Stephen Macknik links the research to prejudice and stereotyping, suggesting that the difference between the way that we perceive the thoughts or feelings of others is one source of the difference in treatment of, or sympathy we feel towards them (although there is not suggestion from this research whether or not the projection of our own emotional states is more accurate with self-similar others than with self-different others).

The study adds valuable perspective to our understanding brain dynamics associated with stereotyping and prejudice. It shows, for instance, that the recognition of a common interest or trait in an “outsider” has the potential, at a brain-based level, to make that outsider seem less foreign and threatening. Prejudice may in part arise (and be easily aggravated) when people assume that members of an outgroup do not have corresponding mental states, due to their different backgrounds. Without a self-referential basis to mentalize individuals from an outgroup in a specific circumstance — without the opportunity, in other words, to recognize the things they have in common — perceivers may rely heavily on stereotypes to predict the mental states of outgroup members.

The research is interesting on a number of levels, a few of which I’d like to get in to in this posting (not least of which is Macknik’s translation of ‘Midwestern conservative fundamentalist Christian’ into ‘redneck’ in the title of his piece — hey, careful with that term there, as this Catholic anthropologist from Missouri will tell you).

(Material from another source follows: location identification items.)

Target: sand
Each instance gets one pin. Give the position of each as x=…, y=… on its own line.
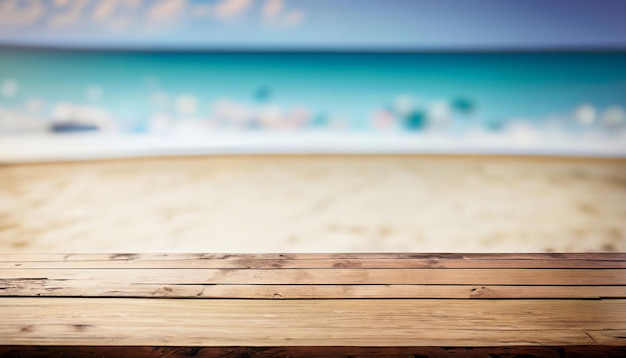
x=315, y=204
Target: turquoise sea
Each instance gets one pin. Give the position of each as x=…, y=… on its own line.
x=446, y=93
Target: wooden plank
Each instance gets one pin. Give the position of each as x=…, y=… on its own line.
x=313, y=352
x=51, y=288
x=269, y=261
x=581, y=277
x=442, y=323
x=318, y=264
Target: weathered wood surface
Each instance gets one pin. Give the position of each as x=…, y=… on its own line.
x=507, y=304
x=313, y=352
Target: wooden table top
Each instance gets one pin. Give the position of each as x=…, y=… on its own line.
x=313, y=304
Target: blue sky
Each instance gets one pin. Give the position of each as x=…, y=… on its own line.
x=311, y=24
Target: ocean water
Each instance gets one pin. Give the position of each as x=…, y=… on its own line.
x=569, y=95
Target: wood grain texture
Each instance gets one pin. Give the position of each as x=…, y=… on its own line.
x=234, y=322
x=292, y=304
x=313, y=352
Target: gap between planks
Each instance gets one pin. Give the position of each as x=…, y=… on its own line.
x=148, y=322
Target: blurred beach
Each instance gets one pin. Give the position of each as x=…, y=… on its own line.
x=308, y=203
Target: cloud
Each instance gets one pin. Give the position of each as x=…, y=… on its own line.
x=70, y=15
x=272, y=8
x=294, y=18
x=201, y=11
x=13, y=15
x=273, y=14
x=585, y=114
x=614, y=117
x=230, y=8
x=166, y=10
x=104, y=9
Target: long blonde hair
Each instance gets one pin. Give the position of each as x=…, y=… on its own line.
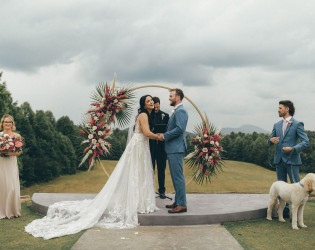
x=11, y=118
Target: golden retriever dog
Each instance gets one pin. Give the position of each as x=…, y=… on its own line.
x=295, y=194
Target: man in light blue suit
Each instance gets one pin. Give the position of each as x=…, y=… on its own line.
x=285, y=135
x=175, y=148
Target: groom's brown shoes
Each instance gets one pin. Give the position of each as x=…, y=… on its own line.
x=171, y=206
x=178, y=209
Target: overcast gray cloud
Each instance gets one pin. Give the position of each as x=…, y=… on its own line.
x=234, y=59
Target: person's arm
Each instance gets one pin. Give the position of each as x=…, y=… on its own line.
x=273, y=139
x=144, y=123
x=303, y=138
x=181, y=119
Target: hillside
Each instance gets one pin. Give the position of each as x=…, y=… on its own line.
x=239, y=177
x=247, y=129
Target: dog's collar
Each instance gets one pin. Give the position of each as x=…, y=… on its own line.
x=309, y=192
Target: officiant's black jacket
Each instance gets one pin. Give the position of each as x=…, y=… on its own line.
x=160, y=123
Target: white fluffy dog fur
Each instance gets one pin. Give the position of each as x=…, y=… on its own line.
x=295, y=194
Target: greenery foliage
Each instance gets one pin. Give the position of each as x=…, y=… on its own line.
x=253, y=148
x=52, y=148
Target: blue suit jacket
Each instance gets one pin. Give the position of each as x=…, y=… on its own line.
x=290, y=138
x=175, y=141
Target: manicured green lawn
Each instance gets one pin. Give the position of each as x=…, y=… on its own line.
x=13, y=236
x=264, y=234
x=237, y=177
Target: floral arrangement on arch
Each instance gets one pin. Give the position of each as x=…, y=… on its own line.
x=109, y=106
x=10, y=144
x=206, y=158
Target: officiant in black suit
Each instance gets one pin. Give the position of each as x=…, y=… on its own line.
x=157, y=148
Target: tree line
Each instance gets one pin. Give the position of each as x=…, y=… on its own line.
x=53, y=147
x=253, y=148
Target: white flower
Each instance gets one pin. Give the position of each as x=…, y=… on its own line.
x=205, y=150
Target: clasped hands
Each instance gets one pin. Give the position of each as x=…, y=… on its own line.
x=160, y=137
x=275, y=140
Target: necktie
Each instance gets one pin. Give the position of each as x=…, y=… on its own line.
x=283, y=126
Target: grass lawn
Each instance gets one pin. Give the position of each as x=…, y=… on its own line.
x=237, y=177
x=264, y=234
x=13, y=236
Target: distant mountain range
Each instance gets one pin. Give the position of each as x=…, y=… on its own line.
x=247, y=129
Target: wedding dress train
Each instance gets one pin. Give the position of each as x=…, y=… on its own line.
x=129, y=190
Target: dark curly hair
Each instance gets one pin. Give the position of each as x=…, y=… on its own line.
x=290, y=105
x=142, y=109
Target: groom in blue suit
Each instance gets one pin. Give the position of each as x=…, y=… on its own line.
x=175, y=148
x=285, y=135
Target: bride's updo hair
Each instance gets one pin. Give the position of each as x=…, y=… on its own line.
x=142, y=109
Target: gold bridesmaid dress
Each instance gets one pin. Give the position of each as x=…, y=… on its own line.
x=10, y=204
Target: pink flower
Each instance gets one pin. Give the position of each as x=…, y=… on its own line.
x=217, y=138
x=18, y=144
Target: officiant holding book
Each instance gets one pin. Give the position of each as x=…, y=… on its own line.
x=157, y=148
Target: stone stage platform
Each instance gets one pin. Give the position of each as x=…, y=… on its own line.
x=202, y=208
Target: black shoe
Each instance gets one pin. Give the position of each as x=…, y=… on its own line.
x=286, y=215
x=162, y=196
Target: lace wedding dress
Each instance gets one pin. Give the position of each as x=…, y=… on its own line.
x=129, y=190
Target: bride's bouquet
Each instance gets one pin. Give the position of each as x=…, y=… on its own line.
x=10, y=144
x=206, y=157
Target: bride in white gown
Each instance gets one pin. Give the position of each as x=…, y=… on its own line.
x=129, y=190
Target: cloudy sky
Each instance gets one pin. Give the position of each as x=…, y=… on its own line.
x=234, y=59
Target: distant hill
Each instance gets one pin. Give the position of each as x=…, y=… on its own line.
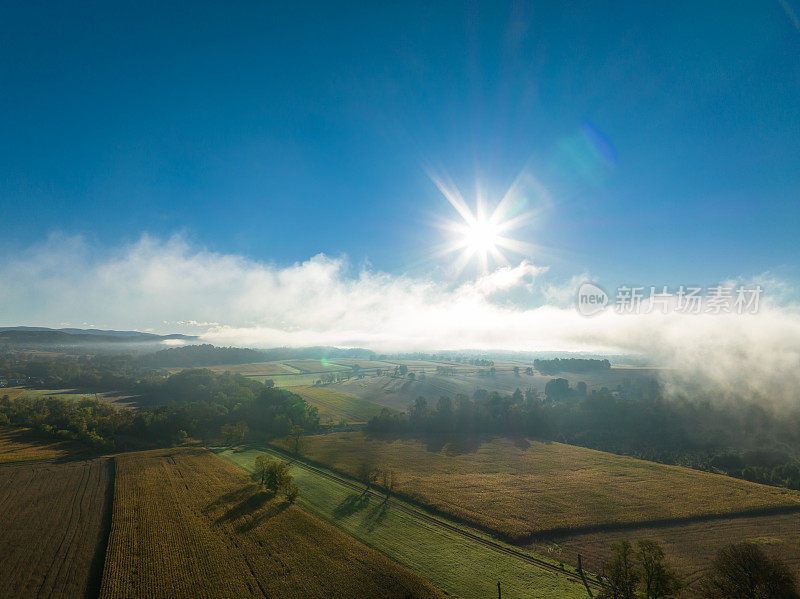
x=189, y=356
x=44, y=338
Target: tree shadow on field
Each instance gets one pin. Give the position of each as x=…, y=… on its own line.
x=248, y=507
x=453, y=445
x=376, y=516
x=350, y=505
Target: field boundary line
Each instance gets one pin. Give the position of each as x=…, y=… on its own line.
x=436, y=520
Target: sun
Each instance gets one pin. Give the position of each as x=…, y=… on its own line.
x=482, y=235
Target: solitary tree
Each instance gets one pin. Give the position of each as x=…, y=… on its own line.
x=389, y=481
x=621, y=574
x=275, y=477
x=744, y=571
x=366, y=471
x=658, y=578
x=295, y=437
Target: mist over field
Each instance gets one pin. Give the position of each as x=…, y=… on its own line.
x=171, y=285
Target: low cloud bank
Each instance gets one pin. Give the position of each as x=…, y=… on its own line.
x=169, y=286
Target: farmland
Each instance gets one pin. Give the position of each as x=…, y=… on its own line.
x=337, y=406
x=398, y=393
x=521, y=490
x=690, y=547
x=256, y=368
x=20, y=445
x=459, y=566
x=52, y=527
x=188, y=524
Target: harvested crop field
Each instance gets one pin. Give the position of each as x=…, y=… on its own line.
x=529, y=488
x=53, y=526
x=189, y=524
x=22, y=445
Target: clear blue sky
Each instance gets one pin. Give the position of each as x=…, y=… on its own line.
x=280, y=130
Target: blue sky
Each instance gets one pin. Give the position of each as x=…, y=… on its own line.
x=666, y=134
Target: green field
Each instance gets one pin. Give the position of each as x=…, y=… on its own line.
x=531, y=488
x=336, y=406
x=457, y=565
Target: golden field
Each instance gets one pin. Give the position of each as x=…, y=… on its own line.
x=523, y=490
x=189, y=524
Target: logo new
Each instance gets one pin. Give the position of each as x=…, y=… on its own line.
x=591, y=299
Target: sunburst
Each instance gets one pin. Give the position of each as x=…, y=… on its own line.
x=482, y=234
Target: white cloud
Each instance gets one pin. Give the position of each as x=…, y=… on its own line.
x=152, y=283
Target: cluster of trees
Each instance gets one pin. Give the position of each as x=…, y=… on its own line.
x=194, y=403
x=739, y=571
x=746, y=441
x=578, y=365
x=642, y=572
x=275, y=478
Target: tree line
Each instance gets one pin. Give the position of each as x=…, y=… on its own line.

The research seems to me to part of a whole emerging nexus of research that suggests the gap between self and other, in the brain, is not nearly so great as some cognitive theories of perception would have us think. Like the research on mirror neurons (discussed here, here, and here, among other places on this blog, although I swear I’m not obsessed), the research by Mitchell and colleagues suggests that simulation, or what Gallese has called ‘resonance,’ is a widespread process in the brain, in which the brain associates closely actions or emotions, whether they are done by the self or others (unless, as in the Mitchell experiment, some factor inhibits it, such as the perceived gulf with ‘people not like me’ in pictures).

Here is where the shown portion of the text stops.